Laurice Djibelian Donabedian in Derian Library

In 1955, the merged institution, which remained in the same location, was renamed in honor of Dr. Armenag Haigazian (1870-1921), a Yale University graduate and victim of Ottoman persecutions. In 1963, Laurice returned to Lebanon after receiving a marriage proposal from Houssig Donabedian (1916-2003), who, in 1962, earned a Ph.D. in pharmacy from Université Saint Joseph, Beirut. His thesis was titled “Recherche sur la valeur énergétique du basterma dans l’alimentation Arménienne” (“Research on the energy value of basturma in the Armenian diet”).

Diran Ajemian (1904-1991), a renowned theater artist and caricaturist, was a close family friend. Diran and Houssig would often recite long German poems and discuss politics while Laurice prepared coffee in the kitchen. She recalls that during the Lebanese Civil War in 1975, Diran’s atelier-apartment in Bab Idriss, Beirut, was robbed and burned. 

Diran Ajemian (1904-1991)

Then, in 1978, masked thieves broke into his home and tied him to his bed, but still gave him his heart medicine with water; Diran took this as a sign that they did not intend to kill him.

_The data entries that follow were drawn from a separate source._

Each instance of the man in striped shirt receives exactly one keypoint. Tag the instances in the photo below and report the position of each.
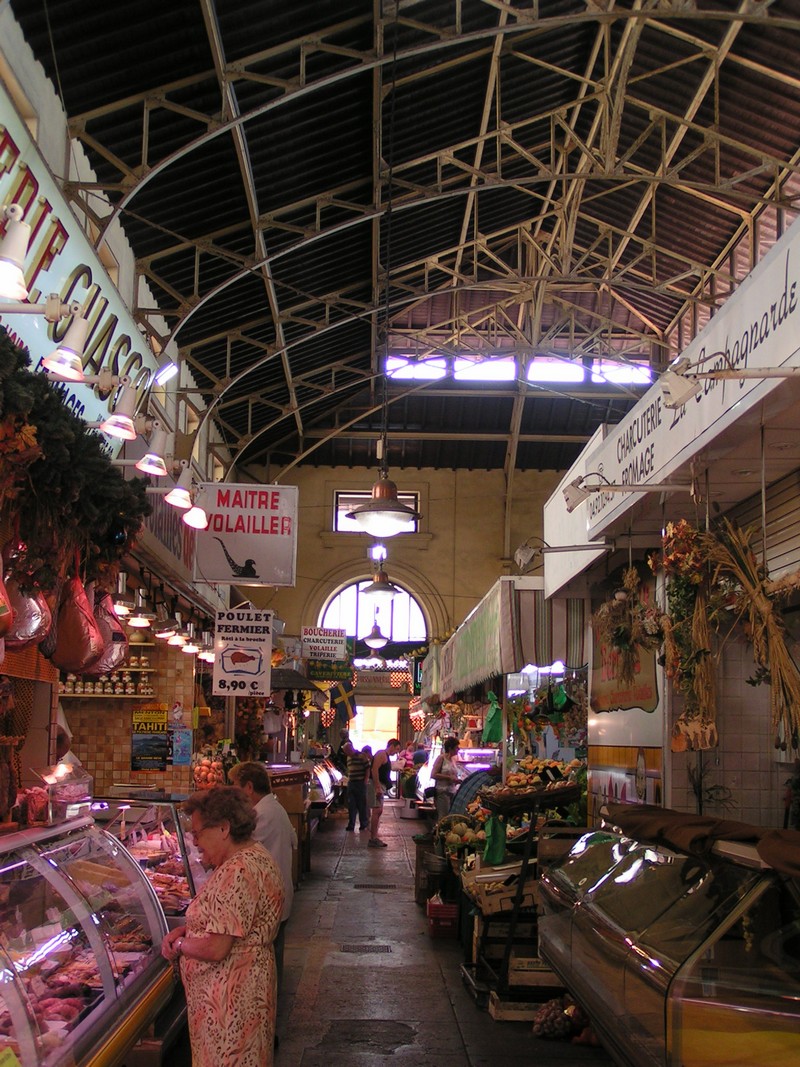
(358, 767)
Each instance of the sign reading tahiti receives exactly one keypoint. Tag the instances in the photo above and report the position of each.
(252, 535)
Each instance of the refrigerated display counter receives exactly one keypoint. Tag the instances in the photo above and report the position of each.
(684, 955)
(80, 939)
(155, 831)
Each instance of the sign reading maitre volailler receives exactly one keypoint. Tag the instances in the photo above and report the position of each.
(321, 642)
(252, 535)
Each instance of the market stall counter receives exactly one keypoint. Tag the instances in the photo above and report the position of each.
(81, 935)
(681, 938)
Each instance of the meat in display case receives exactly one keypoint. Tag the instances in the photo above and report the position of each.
(684, 954)
(80, 937)
(153, 832)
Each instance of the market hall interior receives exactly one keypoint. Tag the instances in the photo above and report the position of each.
(365, 983)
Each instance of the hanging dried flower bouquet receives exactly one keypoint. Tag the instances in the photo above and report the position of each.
(688, 656)
(627, 625)
(756, 600)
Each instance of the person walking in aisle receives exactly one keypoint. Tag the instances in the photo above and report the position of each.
(275, 832)
(382, 781)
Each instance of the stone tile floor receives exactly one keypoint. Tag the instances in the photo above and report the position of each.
(365, 983)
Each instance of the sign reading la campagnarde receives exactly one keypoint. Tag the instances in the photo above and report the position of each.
(243, 653)
(62, 260)
(756, 328)
(252, 535)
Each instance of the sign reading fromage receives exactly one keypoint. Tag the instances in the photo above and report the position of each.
(322, 642)
(252, 535)
(62, 260)
(243, 653)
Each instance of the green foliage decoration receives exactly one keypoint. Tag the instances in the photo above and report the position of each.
(68, 497)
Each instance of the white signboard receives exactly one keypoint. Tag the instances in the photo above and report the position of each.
(252, 536)
(62, 260)
(243, 647)
(756, 328)
(323, 643)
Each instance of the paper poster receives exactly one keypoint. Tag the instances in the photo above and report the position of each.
(149, 743)
(181, 747)
(252, 535)
(243, 653)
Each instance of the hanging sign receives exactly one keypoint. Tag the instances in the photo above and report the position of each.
(320, 642)
(243, 653)
(332, 670)
(252, 535)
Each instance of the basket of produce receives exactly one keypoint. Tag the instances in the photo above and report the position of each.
(459, 832)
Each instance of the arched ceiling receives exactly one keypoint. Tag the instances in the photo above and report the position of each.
(580, 178)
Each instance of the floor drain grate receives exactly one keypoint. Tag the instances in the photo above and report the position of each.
(367, 949)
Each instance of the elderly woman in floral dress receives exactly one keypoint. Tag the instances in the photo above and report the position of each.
(225, 949)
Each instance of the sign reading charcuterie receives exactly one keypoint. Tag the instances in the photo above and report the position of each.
(243, 653)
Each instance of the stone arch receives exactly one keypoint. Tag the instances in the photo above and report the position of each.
(430, 602)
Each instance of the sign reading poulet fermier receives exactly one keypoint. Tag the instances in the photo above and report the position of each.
(243, 653)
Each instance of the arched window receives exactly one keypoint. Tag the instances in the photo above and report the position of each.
(400, 619)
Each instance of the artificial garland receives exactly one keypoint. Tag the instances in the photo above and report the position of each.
(626, 625)
(60, 483)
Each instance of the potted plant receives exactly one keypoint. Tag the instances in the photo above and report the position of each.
(409, 793)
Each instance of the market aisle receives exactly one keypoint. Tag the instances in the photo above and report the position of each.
(364, 981)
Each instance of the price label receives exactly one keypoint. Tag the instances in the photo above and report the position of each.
(243, 647)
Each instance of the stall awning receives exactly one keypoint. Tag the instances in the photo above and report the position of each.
(512, 626)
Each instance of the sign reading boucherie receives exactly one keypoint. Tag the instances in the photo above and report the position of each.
(243, 653)
(320, 642)
(252, 535)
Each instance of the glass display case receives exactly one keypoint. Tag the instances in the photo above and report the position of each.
(80, 937)
(154, 832)
(681, 959)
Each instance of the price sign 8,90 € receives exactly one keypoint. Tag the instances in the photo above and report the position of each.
(243, 653)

The thieves emptied his home over several hours, from 6:00 p.m. until 2:30 a.m.

In 1981, when the war had calmed for a period, Diran told Laurice:

“I decided to start all over again. The thieves took away everything, but that will not silence me.

 Laurice, yesterday I began to draw you. I need to continue working on the upper part of your figure. Please give me the shirt you love most; I want to include it in the portrait.” “Laurice Donabedian,” artwork by Diran Ajemian

Diran — whose work featured political figures such as French General Charles De Gaulle (1890-1970) and Lebanese Prime Minister Riad El Solh (1894-1951) — was now portraying Laurice. With enthusiasm, she opened her wardrobe to give him a shirt she loved, but then she had an idea and said to Diran, “Draw for me a shirt [that] your inspiration guides you to draw.” And thus, an artistic caricature was created.

True to Diran’s work, in which a book rests in her hand, Laurice and the book have remained inseparable throughout the years.